# Do I need to show details of my rental income at means test interview?



## Ammo (6 Jul 2013)

I am currently applying for Job Seekers Allowence. I have a means test interview with a social welfare officer next week. I own a house that is in negative equity that is rented out. I do not live in the house and the rental income does not fully cover the mortgage.

I was asked to bring details of my rental income to the interview when I dropped back my forms. I asked the woman in the social welfare office why would this information be required when the house would be assessed on its capital value and rental income is not means tested. She said he would need to see this information anyway. 

Why would I need to provide this information if it is listed on the social welfare site as not being a requirement of the means test? Would it be ok to not bring it to the interview if it has been asked for? I think it's fair to provide all the required information to see if Im entitled to receive anything but I don't feel comfortable about revealing personal information beyond what's required. 

If anyone has gone through a similar situation Id greatly appreciate any advice. Thank you.


----------



## Brendan Burgess (6 Jul 2013)

> I don't feel comfortable about revealing personal information beyond what's required.



You are asking the taxpayer to pay you Job Seekers' Allowance.

You own a house on which you are getting rental income.   

I think you should provide whatever information is required.  

I don't know how the means test works. But if you have rental income well in excess of the interest element of your mortgage repayments, you should not be getting a social welfare payment from the tax payer.  In effect, they would be repaying your mortgage for you.


----------



## seantheman (6 Jul 2013)

Will you be providing SW with details regarding mortgage payments for said house?


----------



## pudds (6 Jul 2013)

*Capital and property not personally used*

  Capital includes property (*not* your home), savings and investments. 
  If you own property (excluding your home) or you have investments or any other form of capital, the value is assessed, using a standard formula (see below) whether or not you are getting an income from the property or investment. 



If property is rented you will not be assessed on the actual income from the letting. Any outstanding mortgage registered against the property is deducted from the market value to find the capital value.


  The property and investments that may be assessed include savings in a bank account (or anywhere else), a house that you have let and stocks and shares. If you or your spouse, civil partner or cohabitant saves a portion of your social welfare payment each week, these savings as well as savings from most other sources will be taken into account as part of your means.
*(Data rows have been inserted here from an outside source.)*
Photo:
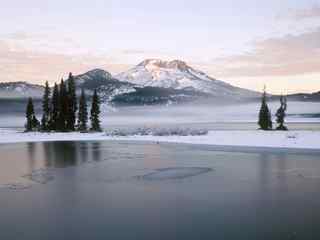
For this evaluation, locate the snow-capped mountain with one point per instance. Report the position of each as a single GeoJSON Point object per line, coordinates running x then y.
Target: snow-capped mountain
{"type": "Point", "coordinates": [178, 75]}
{"type": "Point", "coordinates": [20, 90]}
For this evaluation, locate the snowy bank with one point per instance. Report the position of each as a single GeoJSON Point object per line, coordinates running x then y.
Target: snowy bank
{"type": "Point", "coordinates": [272, 139]}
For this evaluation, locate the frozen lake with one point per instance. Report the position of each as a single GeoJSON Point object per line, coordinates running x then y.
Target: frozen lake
{"type": "Point", "coordinates": [128, 190]}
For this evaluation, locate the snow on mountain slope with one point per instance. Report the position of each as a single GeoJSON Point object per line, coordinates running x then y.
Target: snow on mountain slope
{"type": "Point", "coordinates": [107, 86]}
{"type": "Point", "coordinates": [20, 90]}
{"type": "Point", "coordinates": [178, 75]}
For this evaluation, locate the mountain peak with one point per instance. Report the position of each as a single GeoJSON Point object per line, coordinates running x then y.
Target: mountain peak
{"type": "Point", "coordinates": [158, 63]}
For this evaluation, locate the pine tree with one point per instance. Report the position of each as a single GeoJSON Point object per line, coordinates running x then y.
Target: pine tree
{"type": "Point", "coordinates": [83, 113]}
{"type": "Point", "coordinates": [55, 106]}
{"type": "Point", "coordinates": [32, 122]}
{"type": "Point", "coordinates": [72, 103]}
{"type": "Point", "coordinates": [281, 114]}
{"type": "Point", "coordinates": [46, 108]}
{"type": "Point", "coordinates": [63, 102]}
{"type": "Point", "coordinates": [265, 121]}
{"type": "Point", "coordinates": [95, 113]}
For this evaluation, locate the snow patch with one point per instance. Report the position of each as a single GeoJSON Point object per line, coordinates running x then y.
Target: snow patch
{"type": "Point", "coordinates": [145, 131]}
{"type": "Point", "coordinates": [41, 176]}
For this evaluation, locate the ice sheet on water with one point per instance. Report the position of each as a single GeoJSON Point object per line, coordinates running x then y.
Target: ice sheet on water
{"type": "Point", "coordinates": [41, 176]}
{"type": "Point", "coordinates": [160, 131]}
{"type": "Point", "coordinates": [300, 172]}
{"type": "Point", "coordinates": [175, 173]}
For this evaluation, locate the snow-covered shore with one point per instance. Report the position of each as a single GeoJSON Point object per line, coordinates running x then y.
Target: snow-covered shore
{"type": "Point", "coordinates": [272, 139]}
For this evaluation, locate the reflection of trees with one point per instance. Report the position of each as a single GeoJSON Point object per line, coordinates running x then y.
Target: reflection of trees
{"type": "Point", "coordinates": [64, 154]}
{"type": "Point", "coordinates": [31, 155]}
{"type": "Point", "coordinates": [83, 150]}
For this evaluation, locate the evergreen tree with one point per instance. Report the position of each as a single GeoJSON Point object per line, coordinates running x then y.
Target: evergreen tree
{"type": "Point", "coordinates": [95, 113]}
{"type": "Point", "coordinates": [83, 113]}
{"type": "Point", "coordinates": [281, 114]}
{"type": "Point", "coordinates": [32, 122]}
{"type": "Point", "coordinates": [63, 102]}
{"type": "Point", "coordinates": [265, 121]}
{"type": "Point", "coordinates": [72, 103]}
{"type": "Point", "coordinates": [55, 106]}
{"type": "Point", "coordinates": [46, 108]}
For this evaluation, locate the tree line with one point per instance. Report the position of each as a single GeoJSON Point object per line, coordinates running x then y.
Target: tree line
{"type": "Point", "coordinates": [61, 111]}
{"type": "Point", "coordinates": [265, 119]}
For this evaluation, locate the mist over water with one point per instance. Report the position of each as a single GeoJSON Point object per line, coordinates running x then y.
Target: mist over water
{"type": "Point", "coordinates": [242, 116]}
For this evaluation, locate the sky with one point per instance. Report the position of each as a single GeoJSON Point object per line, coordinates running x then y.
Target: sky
{"type": "Point", "coordinates": [247, 43]}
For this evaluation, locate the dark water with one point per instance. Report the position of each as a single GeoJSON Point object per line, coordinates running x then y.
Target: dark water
{"type": "Point", "coordinates": [108, 190]}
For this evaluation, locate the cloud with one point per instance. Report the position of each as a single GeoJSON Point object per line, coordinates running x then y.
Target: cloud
{"type": "Point", "coordinates": [286, 56]}
{"type": "Point", "coordinates": [21, 64]}
{"type": "Point", "coordinates": [313, 12]}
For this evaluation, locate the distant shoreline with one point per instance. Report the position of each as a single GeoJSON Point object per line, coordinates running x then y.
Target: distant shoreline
{"type": "Point", "coordinates": [298, 140]}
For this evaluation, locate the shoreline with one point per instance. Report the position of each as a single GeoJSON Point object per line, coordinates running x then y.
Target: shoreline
{"type": "Point", "coordinates": [291, 140]}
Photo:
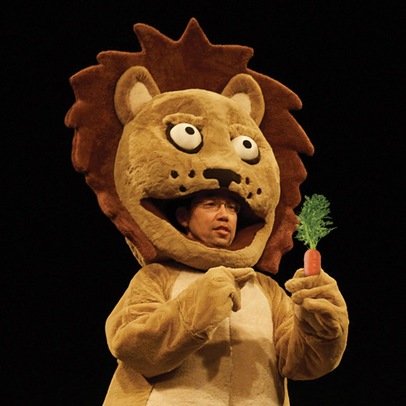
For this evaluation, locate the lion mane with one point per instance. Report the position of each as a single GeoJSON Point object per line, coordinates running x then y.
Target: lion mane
{"type": "Point", "coordinates": [190, 62]}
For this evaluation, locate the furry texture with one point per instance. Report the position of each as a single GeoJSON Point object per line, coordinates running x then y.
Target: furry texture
{"type": "Point", "coordinates": [166, 344]}
{"type": "Point", "coordinates": [190, 63]}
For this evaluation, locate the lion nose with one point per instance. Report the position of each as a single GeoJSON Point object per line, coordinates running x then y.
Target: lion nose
{"type": "Point", "coordinates": [223, 176]}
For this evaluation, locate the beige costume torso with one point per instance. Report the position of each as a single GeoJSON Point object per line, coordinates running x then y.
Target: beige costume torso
{"type": "Point", "coordinates": [237, 367]}
{"type": "Point", "coordinates": [244, 362]}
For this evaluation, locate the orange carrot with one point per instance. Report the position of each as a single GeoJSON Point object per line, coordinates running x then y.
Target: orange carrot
{"type": "Point", "coordinates": [312, 262]}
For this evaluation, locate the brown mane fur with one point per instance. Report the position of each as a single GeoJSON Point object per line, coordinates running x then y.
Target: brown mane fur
{"type": "Point", "coordinates": [190, 62]}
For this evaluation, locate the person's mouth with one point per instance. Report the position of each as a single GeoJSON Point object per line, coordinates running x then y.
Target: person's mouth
{"type": "Point", "coordinates": [222, 230]}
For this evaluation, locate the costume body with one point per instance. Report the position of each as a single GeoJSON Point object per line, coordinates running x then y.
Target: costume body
{"type": "Point", "coordinates": [197, 324]}
{"type": "Point", "coordinates": [242, 360]}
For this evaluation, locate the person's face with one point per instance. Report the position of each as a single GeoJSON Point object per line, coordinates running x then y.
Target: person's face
{"type": "Point", "coordinates": [210, 220]}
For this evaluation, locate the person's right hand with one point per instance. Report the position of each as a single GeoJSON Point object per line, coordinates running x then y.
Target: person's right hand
{"type": "Point", "coordinates": [209, 300]}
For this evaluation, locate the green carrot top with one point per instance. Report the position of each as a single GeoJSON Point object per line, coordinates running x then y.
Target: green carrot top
{"type": "Point", "coordinates": [314, 220]}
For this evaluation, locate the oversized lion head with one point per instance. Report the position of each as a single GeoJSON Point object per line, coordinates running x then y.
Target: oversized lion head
{"type": "Point", "coordinates": [152, 128]}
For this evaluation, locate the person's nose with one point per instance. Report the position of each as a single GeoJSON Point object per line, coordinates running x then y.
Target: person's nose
{"type": "Point", "coordinates": [223, 212]}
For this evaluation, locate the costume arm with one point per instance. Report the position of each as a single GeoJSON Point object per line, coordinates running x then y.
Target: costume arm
{"type": "Point", "coordinates": [153, 333]}
{"type": "Point", "coordinates": [311, 328]}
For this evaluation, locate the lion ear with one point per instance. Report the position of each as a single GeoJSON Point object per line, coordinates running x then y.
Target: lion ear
{"type": "Point", "coordinates": [134, 88]}
{"type": "Point", "coordinates": [244, 90]}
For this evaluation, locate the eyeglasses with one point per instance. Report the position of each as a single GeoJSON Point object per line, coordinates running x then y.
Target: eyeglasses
{"type": "Point", "coordinates": [214, 205]}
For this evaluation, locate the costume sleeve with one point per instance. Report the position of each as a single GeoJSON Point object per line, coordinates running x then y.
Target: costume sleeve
{"type": "Point", "coordinates": [154, 333]}
{"type": "Point", "coordinates": [145, 329]}
{"type": "Point", "coordinates": [311, 327]}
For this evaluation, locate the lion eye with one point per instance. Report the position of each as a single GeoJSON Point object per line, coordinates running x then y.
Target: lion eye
{"type": "Point", "coordinates": [186, 137]}
{"type": "Point", "coordinates": [246, 148]}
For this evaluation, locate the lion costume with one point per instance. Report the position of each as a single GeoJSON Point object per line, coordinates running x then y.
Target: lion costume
{"type": "Point", "coordinates": [197, 324]}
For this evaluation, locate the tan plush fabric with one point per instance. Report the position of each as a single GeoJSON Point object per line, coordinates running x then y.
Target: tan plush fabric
{"type": "Point", "coordinates": [166, 351]}
{"type": "Point", "coordinates": [191, 62]}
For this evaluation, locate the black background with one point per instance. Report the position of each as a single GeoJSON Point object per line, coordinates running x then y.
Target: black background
{"type": "Point", "coordinates": [66, 265]}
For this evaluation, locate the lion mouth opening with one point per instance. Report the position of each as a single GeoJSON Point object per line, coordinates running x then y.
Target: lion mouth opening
{"type": "Point", "coordinates": [248, 223]}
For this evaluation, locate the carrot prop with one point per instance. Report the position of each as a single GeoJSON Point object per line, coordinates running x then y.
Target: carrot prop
{"type": "Point", "coordinates": [314, 224]}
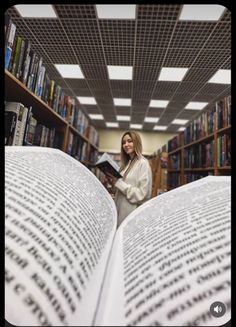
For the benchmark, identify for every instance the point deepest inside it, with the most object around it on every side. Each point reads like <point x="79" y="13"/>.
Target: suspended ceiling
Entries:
<point x="156" y="38"/>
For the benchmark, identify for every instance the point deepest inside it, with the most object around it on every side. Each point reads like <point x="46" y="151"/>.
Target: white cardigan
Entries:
<point x="135" y="190"/>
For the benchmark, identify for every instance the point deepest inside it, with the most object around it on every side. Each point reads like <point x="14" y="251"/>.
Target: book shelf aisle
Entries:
<point x="204" y="148"/>
<point x="38" y="109"/>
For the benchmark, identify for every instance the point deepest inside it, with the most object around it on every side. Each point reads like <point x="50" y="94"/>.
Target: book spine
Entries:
<point x="19" y="68"/>
<point x="9" y="44"/>
<point x="16" y="56"/>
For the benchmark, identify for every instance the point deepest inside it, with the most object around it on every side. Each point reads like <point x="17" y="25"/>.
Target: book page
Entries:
<point x="60" y="224"/>
<point x="171" y="260"/>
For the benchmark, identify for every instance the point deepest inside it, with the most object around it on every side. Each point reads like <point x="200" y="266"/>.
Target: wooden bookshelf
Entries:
<point x="219" y="145"/>
<point x="16" y="91"/>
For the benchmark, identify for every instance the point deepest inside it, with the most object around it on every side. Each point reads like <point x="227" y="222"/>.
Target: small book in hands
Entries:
<point x="108" y="166"/>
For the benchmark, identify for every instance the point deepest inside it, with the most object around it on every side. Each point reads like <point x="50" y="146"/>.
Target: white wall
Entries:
<point x="110" y="140"/>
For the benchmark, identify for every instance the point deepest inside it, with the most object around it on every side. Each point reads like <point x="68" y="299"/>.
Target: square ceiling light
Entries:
<point x="122" y="102"/>
<point x="69" y="71"/>
<point x="201" y="12"/>
<point x="173" y="74"/>
<point x="179" y="121"/>
<point x="123" y="118"/>
<point x="194" y="105"/>
<point x="159" y="128"/>
<point x="136" y="126"/>
<point x="111" y="124"/>
<point x="151" y="119"/>
<point x="36" y="11"/>
<point x="116" y="11"/>
<point x="87" y="100"/>
<point x="120" y="72"/>
<point x="159" y="103"/>
<point x="96" y="116"/>
<point x="222" y="76"/>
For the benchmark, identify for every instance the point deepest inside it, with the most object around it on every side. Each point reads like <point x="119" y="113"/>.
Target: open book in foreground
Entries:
<point x="107" y="165"/>
<point x="67" y="265"/>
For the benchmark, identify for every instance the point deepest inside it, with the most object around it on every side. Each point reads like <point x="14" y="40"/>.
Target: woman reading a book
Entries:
<point x="134" y="188"/>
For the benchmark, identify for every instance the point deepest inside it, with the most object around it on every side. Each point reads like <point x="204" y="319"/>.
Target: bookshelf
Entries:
<point x="204" y="148"/>
<point x="16" y="91"/>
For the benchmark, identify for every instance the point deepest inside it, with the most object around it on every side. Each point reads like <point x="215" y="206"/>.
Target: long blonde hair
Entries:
<point x="137" y="148"/>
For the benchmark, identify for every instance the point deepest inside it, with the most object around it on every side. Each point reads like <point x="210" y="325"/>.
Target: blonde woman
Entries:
<point x="135" y="186"/>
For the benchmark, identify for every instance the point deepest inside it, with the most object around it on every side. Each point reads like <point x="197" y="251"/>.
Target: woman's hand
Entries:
<point x="112" y="179"/>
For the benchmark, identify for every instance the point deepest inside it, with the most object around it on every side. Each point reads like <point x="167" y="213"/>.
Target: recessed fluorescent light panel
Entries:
<point x="122" y="102"/>
<point x="110" y="124"/>
<point x="36" y="11"/>
<point x="96" y="116"/>
<point x="179" y="121"/>
<point x="87" y="100"/>
<point x="194" y="105"/>
<point x="172" y="74"/>
<point x="222" y="76"/>
<point x="151" y="119"/>
<point x="201" y="12"/>
<point x="69" y="71"/>
<point x="116" y="11"/>
<point x="136" y="126"/>
<point x="158" y="103"/>
<point x="159" y="128"/>
<point x="123" y="118"/>
<point x="120" y="72"/>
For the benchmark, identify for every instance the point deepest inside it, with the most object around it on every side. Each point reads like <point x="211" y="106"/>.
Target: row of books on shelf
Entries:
<point x="203" y="155"/>
<point x="21" y="128"/>
<point x="174" y="179"/>
<point x="217" y="117"/>
<point x="28" y="67"/>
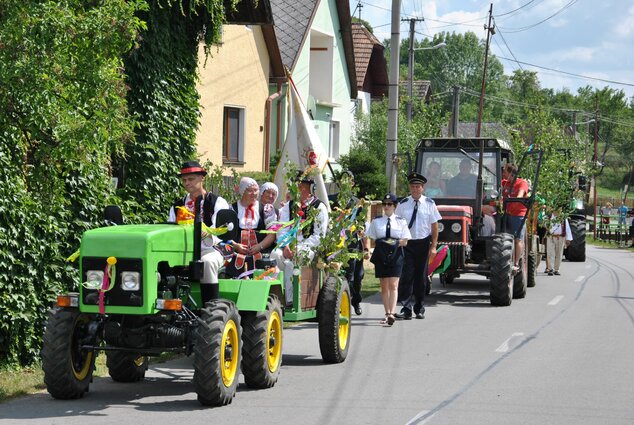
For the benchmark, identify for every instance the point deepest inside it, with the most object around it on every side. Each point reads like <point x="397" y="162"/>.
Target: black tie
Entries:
<point x="413" y="219"/>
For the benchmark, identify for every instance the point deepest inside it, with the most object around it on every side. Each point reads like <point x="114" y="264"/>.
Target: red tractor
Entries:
<point x="464" y="179"/>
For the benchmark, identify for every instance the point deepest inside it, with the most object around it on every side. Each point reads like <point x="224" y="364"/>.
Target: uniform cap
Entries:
<point x="415" y="177"/>
<point x="390" y="197"/>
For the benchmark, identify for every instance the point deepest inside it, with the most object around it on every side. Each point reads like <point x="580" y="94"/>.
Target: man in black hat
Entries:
<point x="192" y="176"/>
<point x="308" y="238"/>
<point x="422" y="217"/>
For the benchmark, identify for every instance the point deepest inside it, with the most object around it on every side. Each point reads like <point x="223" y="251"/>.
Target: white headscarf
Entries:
<point x="245" y="183"/>
<point x="270" y="186"/>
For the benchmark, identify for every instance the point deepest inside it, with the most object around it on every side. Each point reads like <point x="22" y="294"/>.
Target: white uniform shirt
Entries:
<point x="427" y="214"/>
<point x="252" y="222"/>
<point x="320" y="224"/>
<point x="555" y="228"/>
<point x="398" y="228"/>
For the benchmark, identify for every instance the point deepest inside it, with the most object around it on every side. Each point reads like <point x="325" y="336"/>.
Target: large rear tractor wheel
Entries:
<point x="217" y="350"/>
<point x="126" y="367"/>
<point x="67" y="369"/>
<point x="333" y="315"/>
<point x="576" y="251"/>
<point x="262" y="337"/>
<point x="501" y="267"/>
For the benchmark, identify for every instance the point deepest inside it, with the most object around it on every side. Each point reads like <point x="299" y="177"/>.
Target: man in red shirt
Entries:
<point x="514" y="187"/>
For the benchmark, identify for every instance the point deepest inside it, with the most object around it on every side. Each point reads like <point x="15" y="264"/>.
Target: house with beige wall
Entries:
<point x="234" y="97"/>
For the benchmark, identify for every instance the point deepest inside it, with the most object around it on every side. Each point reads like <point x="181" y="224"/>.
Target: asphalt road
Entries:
<point x="562" y="355"/>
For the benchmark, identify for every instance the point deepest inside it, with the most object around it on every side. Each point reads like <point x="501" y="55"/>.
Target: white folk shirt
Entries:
<point x="427" y="214"/>
<point x="320" y="224"/>
<point x="398" y="228"/>
<point x="252" y="222"/>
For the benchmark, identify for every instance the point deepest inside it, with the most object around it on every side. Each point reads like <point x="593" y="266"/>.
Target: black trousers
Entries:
<point x="354" y="274"/>
<point x="411" y="287"/>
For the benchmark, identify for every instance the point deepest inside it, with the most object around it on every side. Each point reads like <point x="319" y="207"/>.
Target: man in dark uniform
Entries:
<point x="422" y="217"/>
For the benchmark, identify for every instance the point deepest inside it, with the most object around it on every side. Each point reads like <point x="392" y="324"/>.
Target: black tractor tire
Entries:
<point x="67" y="369"/>
<point x="333" y="316"/>
<point x="531" y="269"/>
<point x="126" y="367"/>
<point x="501" y="280"/>
<point x="217" y="348"/>
<point x="446" y="279"/>
<point x="576" y="251"/>
<point x="262" y="338"/>
<point x="520" y="280"/>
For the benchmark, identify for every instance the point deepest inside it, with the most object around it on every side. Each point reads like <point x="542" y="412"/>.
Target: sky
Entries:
<point x="587" y="38"/>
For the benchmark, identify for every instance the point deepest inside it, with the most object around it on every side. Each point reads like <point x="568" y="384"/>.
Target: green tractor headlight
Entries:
<point x="130" y="281"/>
<point x="94" y="279"/>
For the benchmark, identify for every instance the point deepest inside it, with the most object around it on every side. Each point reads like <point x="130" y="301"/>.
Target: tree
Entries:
<point x="63" y="114"/>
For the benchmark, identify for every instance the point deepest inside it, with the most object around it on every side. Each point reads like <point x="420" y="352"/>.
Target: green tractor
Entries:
<point x="141" y="297"/>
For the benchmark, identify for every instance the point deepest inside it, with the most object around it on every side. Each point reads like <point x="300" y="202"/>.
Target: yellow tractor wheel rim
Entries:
<point x="229" y="353"/>
<point x="274" y="342"/>
<point x="344" y="320"/>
  The formula for assessing the value of capital including property (but not your own home), savings and investments is as follows:


First 20k of Capitol = Means Nil
Next 10k = €1 per 1,000
Next 10k = €2 per 1,000
Bal 40k+ = €4 per 1,000


http://www.citizensinformation.ie/e...ents/means_test_for_jobseekers_allowance.html


----------



## Luternau (6 Jul 2013)

Thats interesting.

Is the rental income less interest and reasonalble costs less income tax on any profit, not considered as income?


----------



## Brendan Burgess (6 Jul 2013)

That test is totally inappropriate in an era where the rental income exceeds usually the interest paid but particularly now in the era of cheap tracker mortgages.


----------



## Luternau (6 Jul 2013)

I totally agree there-assuming tracker of course!


----------



## seantheman (6 Jul 2013)

*Capital and Property not Personally Used and Enjoyed*

Capital (savings and investments) and the value of property owned but not personally used or enjoyed are assessed as means.
Where capital or property is assessed on this basis, any income received from its use (e.g. interest on savings, dividends from shares, rent from property let) is not assessed as cash income.

from


----------



## Brendan Burgess (6 Jul 2013)

Luternau said:


> I totally agree there-assuming tracker of course!



Especially if it's a tracker, but it equally applies to a SVR mortgage.


----------



## Luternau (6 Jul 2013)

@Seantheman
The issue is that the basis of assesment is, perhaps too general. One could be on an interest only tracker for the life of the mortgage, and thus be making a conserable net protit on rental income. This is real income. If one had multiple properties, this could be a lot of money. It therefore seems strange that it would be excluded as income-whther for JSA or any other benefit.


----------



## seantheman (6 Jul 2013)

Luternau said:


> @Seantheman
> The issue is that the basis of assesment is, perhaps too general. One could be on an interest only tracker for the life of the mortgage, and thus be making a conserable net protit on rental income. If one had multiple properties, this could be a lot of money. It therefore seems strange that it would be excluded as income-whther for JSA or any other benefit.


 
I don't think that's the OP's issue, perhaps an issue for a new thread


----------



## Luternau (6 Jul 2013)

seantheman said:


> I don't think that's the OP's issue, perhaps an issue for a new thread



How can that be detemined for sure from the information posted?


----------



## Ammo (8 Jul 2013)

Thanks for the responses. My rental income is well below the mortgage repayments. I have a fixed mortgage for the past 8 years, so tracker comments don't really apply to my situation. I have already provided mortgage repayments info to SW.


----------